Commodities News

Gold rate outlook: Goldman Sachs raises yellow metal price forecast to $2700 per ounce by year-end

Goldman Sachs has raised its gold price forecast to $2,700 per ounce by year-end as against a target of $2,300 previously as it believes the yellow metal is in an unshakeable bull market.

Gold prices traded near record-high levels on Monday after a sharp rally led by safe-haven demand amid ongoing conflict in the Middle East. Gold rate has rallied 20% over the past two months and analysts expect further gains in the bullion prices.

While spot gold hit an all-time high of $2,431.29 last week, US gold futures were trading around $2,373.30 an ounce on Monday.

Goldman Sachs has raised its gold price forecast to $2,700 per ounce by year-end as against a target of $2,300 previously as it believes the yellow metal is in an unshakeable bull market.

The brokerage firm believes gold’s relative stability in the aftermath of last week’s stronger-than-expected US CPI print was yet another demonstration that the metal’s bull market is not being driven by the usual macro suspects. 

Despite the market pricing progressively fewer Fed cuts, stronger growth trends and record equity markets, gold has rallied 20% over the past two months.

“The traditional fair value of gold would connect the usual catalysts – real rates, growth expectations and the dollar – to flows and the price. None of those traditional factors adequately explain the velocity and scale of the gold price move so far this year. Yet that substantial residual from the traditional gold price model is neither a new feature nor a sign of overvaluation,” Goldman Sachs said in a report.

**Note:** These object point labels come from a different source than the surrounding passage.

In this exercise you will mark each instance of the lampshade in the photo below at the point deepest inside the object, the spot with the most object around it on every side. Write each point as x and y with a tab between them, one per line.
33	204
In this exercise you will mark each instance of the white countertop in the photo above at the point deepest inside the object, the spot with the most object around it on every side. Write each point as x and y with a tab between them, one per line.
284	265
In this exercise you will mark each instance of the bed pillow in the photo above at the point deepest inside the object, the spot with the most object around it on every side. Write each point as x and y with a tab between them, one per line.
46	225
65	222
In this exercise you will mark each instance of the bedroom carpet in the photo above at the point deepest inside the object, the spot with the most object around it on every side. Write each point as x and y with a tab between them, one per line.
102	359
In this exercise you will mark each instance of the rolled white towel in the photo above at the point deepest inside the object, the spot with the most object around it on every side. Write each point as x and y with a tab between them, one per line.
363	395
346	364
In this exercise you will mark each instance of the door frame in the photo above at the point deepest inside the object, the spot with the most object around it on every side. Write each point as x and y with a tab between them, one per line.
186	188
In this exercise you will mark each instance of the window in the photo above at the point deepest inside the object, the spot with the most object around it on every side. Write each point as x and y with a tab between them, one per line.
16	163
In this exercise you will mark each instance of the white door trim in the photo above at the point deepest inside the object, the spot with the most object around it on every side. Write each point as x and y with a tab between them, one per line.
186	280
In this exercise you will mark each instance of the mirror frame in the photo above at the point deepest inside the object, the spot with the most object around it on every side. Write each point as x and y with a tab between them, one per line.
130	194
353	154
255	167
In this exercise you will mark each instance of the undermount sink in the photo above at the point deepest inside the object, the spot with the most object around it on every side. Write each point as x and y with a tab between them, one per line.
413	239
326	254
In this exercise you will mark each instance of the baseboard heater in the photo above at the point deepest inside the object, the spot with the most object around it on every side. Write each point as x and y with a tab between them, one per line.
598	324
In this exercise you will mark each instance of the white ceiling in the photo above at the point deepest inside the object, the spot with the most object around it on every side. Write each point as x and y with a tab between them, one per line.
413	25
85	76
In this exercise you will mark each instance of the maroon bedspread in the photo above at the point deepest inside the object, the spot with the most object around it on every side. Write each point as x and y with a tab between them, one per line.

The majority of the upside in the gold rate since mid-2022 has been driven by new incremental (physical) factors, not least a significant acceleration in EM Central Bank accumulation as well as Asian retail buying. Those factors remain well affirmed by current macro policy and geopolitics, it added.

Moreover, with Fed cuts still a likely catalyst to soften the ETF headwind later in the year, and right tail risk from the US election cycle and fiscal setting, gold’s bullish skew remains clear.

Iran-Israel Tensions Impact

The ongoing conflict between Iran and Israel has heightened tensions in the Middle East and markets fear the further escalation in the situation. Given the lingering geopolitical tensions, gold prices are expected to see short-term gains amid safe-haven demand for the yellow metal.

Gold prices were trading with a positive bias on Monday as the Iran-Israel crisis fueled a rush into safe-haven assets. Analysts believe the overall trend in gold rate remains bullish.

What can pause gold rally?

On the contrary, according to Goldman Sachs, the potential factors that can help to at least restrain gold rate upside, if not generate a bearish reversal, could be a peaceful resolution to ongoing issues in the Middle East and Ukraine, and a settling in associated sanctions risk, major EM Central Banks concluding their gold buying programmes, a settling in China growth concerns, and a significant hawkish Fed adjustment leading to hikes. 

“This would likely at least present a catalyst for renewed ETF selling and Western spec liquidation. The reality though is that the near-term potential for a combination of these developments is low, which underpins our expectation for continued bullish momentum in the gold price,” Goldman Sachs said.

Disclaimer: The views and recommendations made above are those of individual analysts or broking companies, and not of Mint. We advise investors to check with certified experts before making any investment decisions.